La LGV Sud-Ouest Idées neuves en Nouvelle Aquitaine Innov'action et Agriculture
Joël Aubert - Rédacteur en chef - Aqui.fr

L'Edito

Impôt: appelons cela le syndrome breton

Rentrant, à la mi-septembre, d'un voyage en Bretagne (1), j'avais été frappé par la détermination exprimée par les responsables agricoles, spécialement ceux du Finistère, à obtenir l'abrogation de l'écotaxe qui doit entrer en vigueur le 1° janvier 2014. Une manière de rage sourde, à la façon granitique des gens de ce pays-là qui ne reculent devant rien et même pas des cordons de CRS pour faire reculer l'Etat central. Les fameux portiques posés sur le réseau routier avaient commencé, dès l'été, à souffrir de cet irrédentisme. A Pont-de-Buis, ce week-end, le dernier survivant n'a dû son salut qu'à la présence des forces de l'ordre... Mais à quel prix ? Celui de violents affrontements qui ont entraîné des blessés graves et l'utilisation des grands moyens, de part et d'autre.

Pour prendre la mesure de ce déchaînement, il convient de se rappeler que la Bretagne, à la différence du reste du pays, avait eu la bonne fortune, dans les années fastes du gaullisme et du pompidolisme, de se voir doter d'un réseau routier national aux allures d'autoroutes, sans bourse déliée. Bel avantage qui devait beaucoup à l'union sacrée, élus en tête, d'une région phare de l'économie française, fière de son agriculture, de son secteur agroalimentaire et riche de décentralisations industrielles, notamment dans l'automobile. Cette même Bretagne et son « modèle » sont ébranlés par la crise actuelle, ou plus exactement, par les mutations au sein d'une économie européenne qui, d'un pays à l'autre, n'a pas les mêmes contraintes fiscales et sociales. Et, bien sûr, par les retombées d'une mondialisation qui n'a pas été, dans le secteur automobile, chez PSA notamment, anticipée comme il aurait fallu. La chute de l'emploi dans ce secteur, en Bretagne, est impressionnante.

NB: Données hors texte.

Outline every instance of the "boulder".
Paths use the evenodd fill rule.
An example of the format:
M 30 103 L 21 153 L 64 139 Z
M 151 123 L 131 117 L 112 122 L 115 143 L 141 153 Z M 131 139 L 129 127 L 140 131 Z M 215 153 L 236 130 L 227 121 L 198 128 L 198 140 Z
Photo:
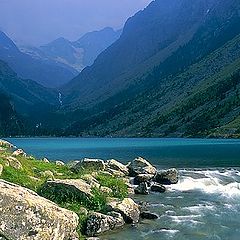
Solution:
M 0 139 L 0 147 L 3 147 L 3 148 L 14 148 L 14 145 L 11 144 L 8 141 Z
M 99 171 L 105 170 L 104 161 L 101 159 L 89 159 L 85 158 L 76 164 L 73 164 L 71 170 L 74 172 L 80 172 L 81 170 Z
M 47 179 L 54 179 L 54 174 L 52 171 L 50 170 L 47 170 L 47 171 L 44 171 L 44 172 L 41 172 L 40 175 L 44 178 L 47 178 Z
M 22 169 L 22 164 L 15 158 L 12 156 L 6 157 L 7 160 L 7 165 L 9 165 L 10 167 L 13 167 L 17 170 Z
M 2 172 L 3 172 L 3 165 L 0 164 L 0 176 L 2 175 Z
M 100 188 L 99 182 L 91 174 L 85 174 L 81 176 L 81 179 L 88 183 L 91 187 Z
M 77 239 L 78 216 L 35 192 L 0 180 L 0 233 L 6 239 Z
M 61 201 L 65 201 L 65 198 L 85 201 L 93 196 L 91 186 L 81 179 L 47 181 L 40 193 L 43 197 L 53 196 Z
M 106 163 L 107 167 L 116 171 L 123 172 L 125 175 L 129 174 L 127 166 L 118 162 L 117 160 L 111 159 L 108 160 Z
M 62 162 L 62 161 L 56 161 L 55 164 L 56 164 L 57 166 L 64 166 L 64 165 L 65 165 L 65 163 Z
M 112 176 L 115 176 L 115 177 L 125 177 L 126 176 L 125 173 L 118 171 L 118 170 L 111 169 L 111 168 L 106 169 L 106 171 L 108 171 Z
M 157 169 L 152 166 L 150 162 L 145 160 L 142 157 L 135 158 L 129 165 L 129 174 L 130 176 L 137 176 L 138 174 L 151 174 L 155 175 L 157 173 Z
M 109 215 L 94 212 L 86 223 L 86 235 L 97 236 L 104 232 L 119 228 L 124 225 L 124 220 L 120 213 L 112 212 Z
M 155 182 L 165 185 L 176 184 L 179 176 L 178 171 L 175 168 L 159 171 L 155 176 Z
M 148 191 L 148 186 L 146 182 L 142 182 L 139 184 L 139 186 L 137 186 L 134 189 L 134 193 L 135 194 L 142 194 L 142 195 L 148 195 L 149 191 Z
M 166 192 L 166 188 L 161 184 L 154 183 L 151 186 L 151 191 L 163 193 L 163 192 Z
M 134 178 L 133 182 L 136 185 L 138 185 L 142 182 L 148 182 L 149 183 L 153 178 L 154 178 L 154 175 L 152 175 L 152 174 L 138 174 Z
M 156 213 L 151 213 L 149 211 L 141 212 L 140 217 L 143 219 L 158 219 L 159 218 L 159 216 Z
M 17 157 L 17 156 L 23 156 L 23 157 L 27 157 L 27 154 L 22 150 L 22 149 L 17 149 L 12 153 L 13 156 Z
M 42 161 L 45 162 L 45 163 L 50 163 L 50 161 L 47 158 L 43 158 Z
M 111 188 L 103 186 L 100 187 L 100 191 L 107 194 L 111 194 L 113 192 Z
M 119 212 L 126 223 L 137 223 L 139 221 L 139 206 L 131 198 L 109 202 L 107 207 L 111 211 Z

Dans ce contexte, et quelle que soit l'argumentation mise en avant pour légitimer un nouvel impôt, l'écotaxe, voulu lors du Grenelle de l'Environnement, c'est la réalité du court terme, de la dernière ligne du bilan de l'entreprise qui prévaut. C'était bien joli et prospectif de vouloir faire contribuer les transports de marchandises à la rénovation des infrastructures ou même, en théorie, d'introduire une approche économique nouvelle favorable à la promotion des circuits courts, du producteur au consommateur, au distributeur mais ça ne marche pas... et d'autant moins que le transport sur les autoroutes n'est pas concerné et que les dérogations - une déjà annoncée en Bretagne - ne vont pas manquer. La colère des Bretons vient, au plus mauvais moment pour ce gouvernement, enfoncer le clou de l'impôt de trop. L'écotaxe à la mode bretonne illustre, dangereusement, l'affirmation en manière de dicton : «  trop d'impôt tue l'impôt ».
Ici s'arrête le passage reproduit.